Lots of people leaving Toronto and Peel. And who are they? People in the 30s and small children. Why? Priced out of the market. pic.twitter.com/oH8r5oGLhO
— Dr. Mike P. Moffatt (@MikePMoffatt) August 17, 2021
Lower interest rates (that somehow keep going lower) have helped support housing prices: mortgage payments have not increased as much as prices. But they have gone up quite a bit, and even if more and more of that payment goes toward principal, the principal still has to be paid back. 10 years ago, a $775k average detached house required that, at some point, you paid back $775k. Spread evenly over 25 years, that’s $31k/yr. A big chunk of a couple’s after-tax income, but doable if you were pulling in $100-120k combined (and a monthly payment including interest of $3.1k). At $1.7M, that’s $68k/yr to pay it off in 25 years, which doesn’t leave much else for having kids or supporting the economy (and the monthly is up to $5.4k at lower interest rates).
This is a big black hole for the velocity of money: more and more of our salaries are going to paying for our houses. That’s money that isn’t circulating back through the economy, or investing in something productive. Wouldn’t we be better off with lower house prices, and more of our disposable income going to services, innovation, transitioning to a low-carbon economy, charities, etc., instead of having housing sucking up all the cash flow?
In conclusion, while a crash can be harmful, high (and rapidly rising) house prices also have harms. So far the government has made it clear which set of harms they see and care about.
Election Time
A federal election has been called, and more and more people are saying that housing is a big issue for them. Each party has come out with an ineffectual do-nothing housing plan, and not one has acknowledged the elephant in the room: that a solution must allow at least the risk that house prices will drop. The cure to affordability is not to create more loan programs and tax breaks to help people pay higher and higher prices for housing[3] — it’s to get prices lower.
The first step is admitting that there is a problem[4]. I’m a left-leaning voter — often ABC — and while there are a lot of issues I care about (science funding, the environment, electoral reform, etc.), man, at this point I would vote PC if they actually came out with a housing plan that was willing to actually address prices and affordability.
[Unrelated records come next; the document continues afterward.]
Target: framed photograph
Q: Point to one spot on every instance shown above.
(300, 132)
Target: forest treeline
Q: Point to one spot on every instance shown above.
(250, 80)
[0] And stealing that crown from DoFo in a pandemic was quite the achievement.
[1] Though for the wealthy who haven’t read my book, investment fees may edge out housing.
[2] And that’s before the effect of the pandemic and lockdowns, which looks to have created its own “baby bust”. Also, other cities did have birth rate declines over the last decade too, though they were lagging Toronto’s — Calgary and Halifax had held steady through to 2016 (which would be about 9 months after Alberta’s oil bust started) and then a step down; London had a small decline in 2016, which was then exacerbated in 2018, while Toronto just heads down and down the whole decade.
[3] which in a tight market just gives people more money to bid which drives prices up further — many of the proposed programs are counter-productive that way.
[4] Update: Rob Carrick had a similar take here (and he got around to hitting publish first while I was dicking around in MS Paint). “Only a major price reversal can restore mass affordability and the federal parties won’t touch policies that would make this happen.”